Périodes d'esclave loué
À la mort du Capitaine Anthony en 1833 et à la suite d'une dispute entre les frères Hugh et Thomas à son sujet, Douglass est renvoyé chez ce dernier qui, insatisfait de son comportement, le loue pour une année au fermier Edward Covey, « qui avait la réputation de discipliner les esclaves »[5]. Douglass est régulièrement fouetté chez son nouveau maître, mais il survit sans que son esprit ne soit brisé.
Lors d'une confrontation, Douglass riposta aux coups de Covey. Il se battit avec Covey pendant deux heures. La bagarre n'eut pas de vainqueur. Pour Covey, le plus important était de conserver sa réputation de « briseur » d'esclaves et, plutôt que d'ébruiter qu'un de ses esclaves avait osé lui tenir tête, il laissa Douglass s'en sortir sans que celui-ci soit inquiété.
Douglass est par la suite loué à William Freeland, qui possédait une grande plantation près de St-Michael, au Maryland. Ce nouveau maître le traite bien. Douglass donne alors aux autres esclaves des cours de lecture, en s'appuyant sur le Nouveau Testament. Freeland tolère cette école du dimanche, à laquelle assistent une quarantaine de personnes, mais les voisins esclavagistes s'y opposent, et l'expérience prend fin.
Fuites et début de la liberté illégale
En 1836, Douglass veut s'échapper, mais son projet est révélé et il se retrouve en prison pendant une semaine. Ses juges manquent de preuves contre lui et il est renvoyé de chez Freeland pour être retourné chez Hugh Auld. Durant ce deuxième séjour à Baltimore, qui dure une année, il apprend le métier de calfat (qui consiste à étancher les joints de navire)[5].
C'est durant cette période qu'il fait la connaissance de Anna Murray, une Afro-américaine libre, qui deviendra plus tard sa femme.
Le 3 septembre 1838, déguisé en marin[5] et muni de papiers d'identité obtenus d'un marin noir libre, il s'enfuit par le train de Baltimore se rendant à Havre de Grace dans le Maryland, traverse la rivière Susquehanna à bord du traversier, continue en train jusqu'à Wilmington dans le Delaware, atteint Philadelphie par bateau et arrive finalement à destination de New York ; un très long voyage, mais qui dure en tout moins de vingt-quatre heures[14].

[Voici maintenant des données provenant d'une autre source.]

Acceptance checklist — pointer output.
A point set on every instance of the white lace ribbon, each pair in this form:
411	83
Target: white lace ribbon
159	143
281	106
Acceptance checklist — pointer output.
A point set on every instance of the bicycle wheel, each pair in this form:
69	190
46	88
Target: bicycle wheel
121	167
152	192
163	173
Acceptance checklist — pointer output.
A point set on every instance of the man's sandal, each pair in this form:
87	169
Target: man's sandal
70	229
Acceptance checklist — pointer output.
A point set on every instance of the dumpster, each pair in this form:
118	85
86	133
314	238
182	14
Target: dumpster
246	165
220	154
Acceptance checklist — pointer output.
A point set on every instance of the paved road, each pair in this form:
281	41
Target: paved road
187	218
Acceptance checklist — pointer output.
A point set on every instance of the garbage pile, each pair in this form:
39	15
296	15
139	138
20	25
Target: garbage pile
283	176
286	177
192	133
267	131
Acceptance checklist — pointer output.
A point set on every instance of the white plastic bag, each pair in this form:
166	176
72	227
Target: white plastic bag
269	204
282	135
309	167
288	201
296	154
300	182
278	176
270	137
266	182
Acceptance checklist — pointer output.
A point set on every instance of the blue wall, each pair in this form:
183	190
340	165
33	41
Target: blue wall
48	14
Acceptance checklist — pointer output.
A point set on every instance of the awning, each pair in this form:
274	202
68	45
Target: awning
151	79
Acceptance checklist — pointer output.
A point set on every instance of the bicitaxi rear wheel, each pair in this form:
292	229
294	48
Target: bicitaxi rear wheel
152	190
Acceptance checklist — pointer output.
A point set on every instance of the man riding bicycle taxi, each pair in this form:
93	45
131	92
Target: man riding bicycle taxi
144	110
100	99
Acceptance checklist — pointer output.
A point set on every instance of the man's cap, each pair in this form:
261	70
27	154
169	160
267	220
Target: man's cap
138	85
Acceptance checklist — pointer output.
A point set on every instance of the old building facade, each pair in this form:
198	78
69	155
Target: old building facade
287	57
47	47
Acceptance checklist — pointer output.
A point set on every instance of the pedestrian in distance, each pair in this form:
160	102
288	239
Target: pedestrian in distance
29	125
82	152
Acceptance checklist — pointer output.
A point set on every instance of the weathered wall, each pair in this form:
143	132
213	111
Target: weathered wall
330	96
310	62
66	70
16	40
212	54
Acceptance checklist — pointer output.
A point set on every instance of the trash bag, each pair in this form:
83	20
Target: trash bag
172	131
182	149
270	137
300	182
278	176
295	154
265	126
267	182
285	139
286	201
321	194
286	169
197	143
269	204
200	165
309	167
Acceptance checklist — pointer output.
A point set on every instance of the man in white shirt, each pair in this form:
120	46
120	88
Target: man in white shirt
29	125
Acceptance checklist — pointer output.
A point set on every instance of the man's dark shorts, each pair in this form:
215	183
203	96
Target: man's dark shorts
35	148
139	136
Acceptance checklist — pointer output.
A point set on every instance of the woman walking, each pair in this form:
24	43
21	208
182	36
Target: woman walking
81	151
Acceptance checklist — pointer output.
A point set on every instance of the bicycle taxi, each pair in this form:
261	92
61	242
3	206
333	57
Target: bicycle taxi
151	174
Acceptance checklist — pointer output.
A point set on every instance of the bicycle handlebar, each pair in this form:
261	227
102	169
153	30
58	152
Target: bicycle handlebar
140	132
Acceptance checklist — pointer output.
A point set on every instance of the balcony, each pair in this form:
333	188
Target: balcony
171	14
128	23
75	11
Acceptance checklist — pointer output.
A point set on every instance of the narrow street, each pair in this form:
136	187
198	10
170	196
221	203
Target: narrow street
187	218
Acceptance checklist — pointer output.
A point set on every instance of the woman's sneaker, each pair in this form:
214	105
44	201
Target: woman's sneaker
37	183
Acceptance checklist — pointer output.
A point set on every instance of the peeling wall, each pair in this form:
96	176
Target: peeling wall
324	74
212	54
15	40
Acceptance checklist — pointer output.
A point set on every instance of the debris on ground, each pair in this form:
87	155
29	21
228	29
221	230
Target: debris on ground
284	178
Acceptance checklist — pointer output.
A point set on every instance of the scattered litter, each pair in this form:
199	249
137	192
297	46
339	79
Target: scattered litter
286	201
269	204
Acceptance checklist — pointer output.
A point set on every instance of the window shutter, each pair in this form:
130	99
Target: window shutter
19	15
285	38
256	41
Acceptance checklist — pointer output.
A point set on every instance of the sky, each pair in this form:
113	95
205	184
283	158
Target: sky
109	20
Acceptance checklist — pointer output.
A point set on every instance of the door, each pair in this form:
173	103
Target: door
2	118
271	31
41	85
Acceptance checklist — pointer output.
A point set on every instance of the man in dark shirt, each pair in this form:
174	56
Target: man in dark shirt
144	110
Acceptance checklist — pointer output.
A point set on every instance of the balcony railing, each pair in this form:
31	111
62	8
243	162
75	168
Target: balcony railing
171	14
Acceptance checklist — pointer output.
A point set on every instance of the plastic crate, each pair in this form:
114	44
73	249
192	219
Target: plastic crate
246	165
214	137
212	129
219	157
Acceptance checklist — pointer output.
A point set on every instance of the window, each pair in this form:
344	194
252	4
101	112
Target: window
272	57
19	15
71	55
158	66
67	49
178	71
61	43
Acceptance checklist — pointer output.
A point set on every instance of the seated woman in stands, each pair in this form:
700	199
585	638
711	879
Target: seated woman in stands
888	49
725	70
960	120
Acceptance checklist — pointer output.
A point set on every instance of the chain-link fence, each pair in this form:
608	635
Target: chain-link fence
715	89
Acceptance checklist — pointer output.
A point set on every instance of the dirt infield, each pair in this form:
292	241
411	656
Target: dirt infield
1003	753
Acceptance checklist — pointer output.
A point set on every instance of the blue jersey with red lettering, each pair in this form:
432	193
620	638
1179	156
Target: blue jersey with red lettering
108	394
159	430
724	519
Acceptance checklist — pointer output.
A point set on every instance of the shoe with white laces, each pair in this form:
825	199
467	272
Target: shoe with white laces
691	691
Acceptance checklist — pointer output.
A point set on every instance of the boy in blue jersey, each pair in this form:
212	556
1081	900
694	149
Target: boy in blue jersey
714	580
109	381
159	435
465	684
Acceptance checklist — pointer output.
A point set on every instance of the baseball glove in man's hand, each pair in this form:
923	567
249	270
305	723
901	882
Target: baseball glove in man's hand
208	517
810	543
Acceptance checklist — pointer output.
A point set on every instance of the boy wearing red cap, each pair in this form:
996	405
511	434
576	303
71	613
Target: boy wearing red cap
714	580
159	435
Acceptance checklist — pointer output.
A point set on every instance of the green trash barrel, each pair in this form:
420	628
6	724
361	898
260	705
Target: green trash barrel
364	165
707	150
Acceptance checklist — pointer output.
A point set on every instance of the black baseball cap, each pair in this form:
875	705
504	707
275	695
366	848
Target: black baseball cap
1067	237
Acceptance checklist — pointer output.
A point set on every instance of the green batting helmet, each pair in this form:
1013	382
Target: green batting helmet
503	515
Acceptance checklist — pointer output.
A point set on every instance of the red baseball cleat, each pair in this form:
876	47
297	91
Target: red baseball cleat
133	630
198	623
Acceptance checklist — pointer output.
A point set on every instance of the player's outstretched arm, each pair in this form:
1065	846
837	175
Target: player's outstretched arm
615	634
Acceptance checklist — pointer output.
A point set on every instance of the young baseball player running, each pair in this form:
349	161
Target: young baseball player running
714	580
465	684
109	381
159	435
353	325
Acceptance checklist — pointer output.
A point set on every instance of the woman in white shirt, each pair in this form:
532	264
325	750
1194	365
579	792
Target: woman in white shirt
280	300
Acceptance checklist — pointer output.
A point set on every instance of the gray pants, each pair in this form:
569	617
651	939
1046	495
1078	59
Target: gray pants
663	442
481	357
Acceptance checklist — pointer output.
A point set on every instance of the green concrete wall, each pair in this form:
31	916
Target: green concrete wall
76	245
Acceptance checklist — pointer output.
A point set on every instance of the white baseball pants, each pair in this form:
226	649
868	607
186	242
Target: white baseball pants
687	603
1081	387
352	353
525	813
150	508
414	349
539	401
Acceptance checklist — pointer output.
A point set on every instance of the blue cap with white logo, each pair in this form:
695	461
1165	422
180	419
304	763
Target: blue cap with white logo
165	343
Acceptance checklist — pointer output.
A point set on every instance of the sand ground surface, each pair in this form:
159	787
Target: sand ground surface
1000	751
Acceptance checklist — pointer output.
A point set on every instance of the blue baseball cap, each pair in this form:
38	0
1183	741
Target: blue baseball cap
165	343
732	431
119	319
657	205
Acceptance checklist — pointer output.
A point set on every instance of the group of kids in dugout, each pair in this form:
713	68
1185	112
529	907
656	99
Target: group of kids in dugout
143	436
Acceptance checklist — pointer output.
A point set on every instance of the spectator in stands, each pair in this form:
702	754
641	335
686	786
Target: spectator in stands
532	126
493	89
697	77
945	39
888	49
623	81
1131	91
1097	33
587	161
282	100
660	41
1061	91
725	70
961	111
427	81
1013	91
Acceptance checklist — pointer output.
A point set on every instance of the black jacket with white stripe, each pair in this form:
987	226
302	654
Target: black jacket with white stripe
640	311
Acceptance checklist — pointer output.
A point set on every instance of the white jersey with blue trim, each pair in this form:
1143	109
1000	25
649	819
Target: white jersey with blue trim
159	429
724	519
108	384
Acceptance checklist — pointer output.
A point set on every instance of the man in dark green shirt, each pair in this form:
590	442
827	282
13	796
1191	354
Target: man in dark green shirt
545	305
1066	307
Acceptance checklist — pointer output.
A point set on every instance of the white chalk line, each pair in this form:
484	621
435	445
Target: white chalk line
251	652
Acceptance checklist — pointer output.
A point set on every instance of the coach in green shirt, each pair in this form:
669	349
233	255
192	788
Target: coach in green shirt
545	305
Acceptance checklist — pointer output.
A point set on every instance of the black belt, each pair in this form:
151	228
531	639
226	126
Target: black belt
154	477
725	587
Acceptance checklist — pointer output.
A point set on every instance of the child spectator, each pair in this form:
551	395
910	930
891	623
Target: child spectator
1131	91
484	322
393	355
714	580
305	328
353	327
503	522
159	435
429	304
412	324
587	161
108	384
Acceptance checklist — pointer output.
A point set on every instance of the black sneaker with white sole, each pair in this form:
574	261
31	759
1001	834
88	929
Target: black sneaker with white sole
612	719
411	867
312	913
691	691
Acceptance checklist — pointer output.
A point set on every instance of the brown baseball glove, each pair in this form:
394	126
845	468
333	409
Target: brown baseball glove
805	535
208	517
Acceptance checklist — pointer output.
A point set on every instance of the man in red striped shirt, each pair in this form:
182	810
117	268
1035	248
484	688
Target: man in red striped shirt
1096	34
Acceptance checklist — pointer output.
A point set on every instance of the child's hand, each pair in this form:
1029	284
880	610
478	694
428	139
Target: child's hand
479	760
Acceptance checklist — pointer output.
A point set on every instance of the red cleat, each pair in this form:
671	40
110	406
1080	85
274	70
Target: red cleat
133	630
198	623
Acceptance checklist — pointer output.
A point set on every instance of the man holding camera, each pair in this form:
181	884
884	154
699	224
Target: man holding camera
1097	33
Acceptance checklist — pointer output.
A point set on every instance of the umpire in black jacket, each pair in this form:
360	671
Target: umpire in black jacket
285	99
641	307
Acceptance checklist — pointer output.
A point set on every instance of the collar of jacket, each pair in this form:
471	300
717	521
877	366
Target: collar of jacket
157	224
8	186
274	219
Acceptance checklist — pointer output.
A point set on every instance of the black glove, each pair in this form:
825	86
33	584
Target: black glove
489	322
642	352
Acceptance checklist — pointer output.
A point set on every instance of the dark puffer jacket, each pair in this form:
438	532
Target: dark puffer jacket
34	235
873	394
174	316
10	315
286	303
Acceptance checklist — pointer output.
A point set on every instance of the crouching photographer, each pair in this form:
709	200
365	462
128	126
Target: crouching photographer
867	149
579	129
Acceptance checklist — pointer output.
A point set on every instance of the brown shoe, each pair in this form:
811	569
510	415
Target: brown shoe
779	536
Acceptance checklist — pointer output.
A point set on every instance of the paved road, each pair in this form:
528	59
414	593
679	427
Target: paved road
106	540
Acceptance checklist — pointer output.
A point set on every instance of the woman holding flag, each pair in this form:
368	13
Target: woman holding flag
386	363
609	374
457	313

Pour des raisons de sécurité, il se retire à New Bedford dans le Massachusetts et se fait appeler « Frederick Douglass » plutôt que « Frederick Augustus Washington Bailey » (Il a choisi le nom de Douglass sur la suggestion d'un ami qui aimait Lady of the Lake de Scott). Il a travaillé à cet endroit comme ouvrier agricole pendant trois années, dans la clandestinité[5].
Vie publique
Débuts comme orateur et abolitionniste
Sorti des griffes de son propriétaire, Douglass fréquente des membres de la communauté noire et abolitionniste à New Bedford (Massachusetts). Sa conscience politique se développe avec la lecture du journal édité par William Lloyd Garrison, The Liberator, qui « occupait dans son cœur la seconde place, juste après la Bible »[15]. William Coffin, un libraire dans les cercles quaker, le presse de venir raconter son histoire dans une convention interraciale d'hommes et de femmes abolitionnistes sur l'île de Nantucket ; c'était pour plusieurs la première fois qu'ils entendaient un esclave fugitif parler de lui-même en public. L'audience est fascinée, charmée et touchée au cœur. Il devient bientôt un agent de la Massachusetts Anti-Slavery Society (en)[16].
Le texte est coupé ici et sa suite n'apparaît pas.